Construction Digital Twins for automated digital construction site monitoring

The construction industry must lower failure costs that are caused by delays and construction errors. To this end, the progress and quality of construction sites must be systematically and digitally monitored and the designs updated to as-built conditions. 

The objective of this project is to fulfil the above needs by conceiving construction digital twins –a novel BIM that models the life-cycle of the construction’s execution phase using periodic monitoring information.

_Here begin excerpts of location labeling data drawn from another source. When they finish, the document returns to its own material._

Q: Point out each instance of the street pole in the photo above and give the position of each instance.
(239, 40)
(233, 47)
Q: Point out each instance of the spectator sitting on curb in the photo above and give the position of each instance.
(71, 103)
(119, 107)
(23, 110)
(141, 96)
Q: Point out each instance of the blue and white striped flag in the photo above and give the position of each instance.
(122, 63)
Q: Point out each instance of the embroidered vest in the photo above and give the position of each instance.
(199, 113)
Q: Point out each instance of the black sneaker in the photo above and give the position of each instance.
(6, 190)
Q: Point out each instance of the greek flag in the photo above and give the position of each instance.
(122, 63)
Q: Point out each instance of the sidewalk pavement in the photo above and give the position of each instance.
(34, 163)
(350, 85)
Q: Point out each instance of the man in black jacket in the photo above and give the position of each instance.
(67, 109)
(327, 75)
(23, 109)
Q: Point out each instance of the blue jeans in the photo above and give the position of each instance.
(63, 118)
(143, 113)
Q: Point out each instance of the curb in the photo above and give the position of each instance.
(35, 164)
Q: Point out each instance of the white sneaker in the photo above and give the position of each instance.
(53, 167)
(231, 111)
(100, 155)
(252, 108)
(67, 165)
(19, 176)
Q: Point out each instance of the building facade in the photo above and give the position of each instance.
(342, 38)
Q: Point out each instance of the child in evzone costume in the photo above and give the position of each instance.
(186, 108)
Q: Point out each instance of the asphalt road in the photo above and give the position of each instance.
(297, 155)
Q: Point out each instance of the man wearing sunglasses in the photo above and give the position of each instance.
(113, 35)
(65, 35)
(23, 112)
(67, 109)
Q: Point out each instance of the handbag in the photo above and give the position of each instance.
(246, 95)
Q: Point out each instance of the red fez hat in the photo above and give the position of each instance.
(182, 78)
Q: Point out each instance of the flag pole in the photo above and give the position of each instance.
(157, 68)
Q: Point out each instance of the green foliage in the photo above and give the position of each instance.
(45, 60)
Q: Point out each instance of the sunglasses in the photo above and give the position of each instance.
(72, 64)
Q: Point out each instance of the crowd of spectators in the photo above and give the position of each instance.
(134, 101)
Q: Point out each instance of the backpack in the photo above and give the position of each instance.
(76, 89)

The necessary geometric and visual inputs of these construction digital twins will be extracted from remote sensing through high innovative machine learning.

The starting point of our research is the development of multi-modal semantic segmentation models that process the periodically captured point clouds and imagery of construction sites. Concretely, we will design the new groundbreaking deep learning architecture needed for this segmentation and generalize it for the different building domains. 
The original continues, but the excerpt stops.